4. Hillen, A.E.J.; Heine, V.M. Glutamate Carrier Involvement in Mitochondrial Dysfunctioning in the Brain White Matter. Front. Mol. Biosci. 2020, 7, 151, doi:10.3389/fmolb.2020.00151.
5. Khadimallah, I.; Jenni, R.; Cabungcal, J.-H.; Cleusix, M.; Fournier, M.; Beard, E.; Klauser, P.; Knebel, J.-F.; Murray, M.M.; Retsa, C.; et al. Mitochondrial, Exosomal MiR137-COX6A2 and Gamma Synchrony as Biomarkers of Parvalbumin Interneurons, Psychopathology, and Neurocognition in Schizophrenia. Mol. Psychiatry 2021, 1–13, doi:10.1038/s41380-021-01313-9.

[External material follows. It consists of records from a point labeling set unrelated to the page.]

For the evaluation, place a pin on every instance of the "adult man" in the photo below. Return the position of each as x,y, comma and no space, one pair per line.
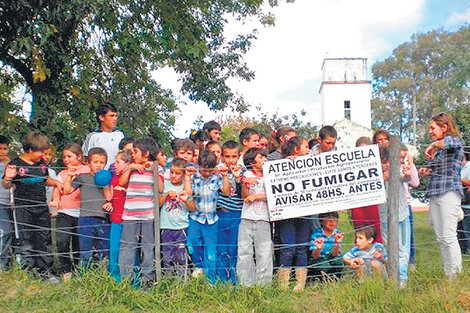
106,137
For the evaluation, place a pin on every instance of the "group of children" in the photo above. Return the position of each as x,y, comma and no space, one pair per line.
212,204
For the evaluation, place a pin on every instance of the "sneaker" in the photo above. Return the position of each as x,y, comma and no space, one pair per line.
197,272
66,277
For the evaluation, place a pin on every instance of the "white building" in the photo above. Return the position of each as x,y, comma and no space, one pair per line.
345,91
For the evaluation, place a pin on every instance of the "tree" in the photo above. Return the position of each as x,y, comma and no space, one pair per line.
72,55
432,73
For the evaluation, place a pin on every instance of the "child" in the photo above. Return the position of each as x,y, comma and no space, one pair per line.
174,219
229,213
294,232
6,227
249,138
68,206
138,216
28,174
326,246
367,214
403,216
202,231
93,228
216,148
121,164
254,235
367,256
213,129
445,191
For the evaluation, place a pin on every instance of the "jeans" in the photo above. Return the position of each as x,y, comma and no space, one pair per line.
202,245
93,237
254,238
443,215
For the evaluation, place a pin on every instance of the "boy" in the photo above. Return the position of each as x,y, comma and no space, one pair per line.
229,213
93,228
29,175
367,256
326,245
6,227
404,231
202,231
249,138
174,219
107,137
254,235
213,129
138,216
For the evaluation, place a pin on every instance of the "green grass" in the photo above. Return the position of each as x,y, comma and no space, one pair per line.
95,291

6. Micheva, K.D.; Wolman, D.; Mensh, B.D.; Pax, E.; Buchanan, J.; Smith, S.J.; Bock, D.D. A Large Fraction of Neocortical Myelin Ensheathes Axons of Local Inhibitory Neurons. eLife 2016, 5, e15784, doi:10.7554/eLife.15784.
7. Abruzzo, P.M.; Panisi, C.; Marini, M. The Alteration of Chloride Homeostasis/GABAergic Signaling in Brain Disorders: Could Oxidative Stress Play a Role? Antioxid. Basel Switz. 2021, 10, 1316, doi:10.3390/antiox10081316.
8. Lewis, D.A.; Curley, A.A.; Glausier, J.R.; Volk, D.W. Cortical Parvalbumin Interneurons and Cognitive Dysfunction in Schizophrenia. Trends Neurosci. 2012, 35, 57–67, doi:10.1016/j.tins.2011.10.004.
9. Stedehouder, J.; Kushner, S.A. Myelination of Parvalbumin Interneurons: A Parsimonious Locus of Pathophysiological Convergence in Schizophrenia. Mol. Psychiatry 2016, doi:10.1038/mp.2016.147.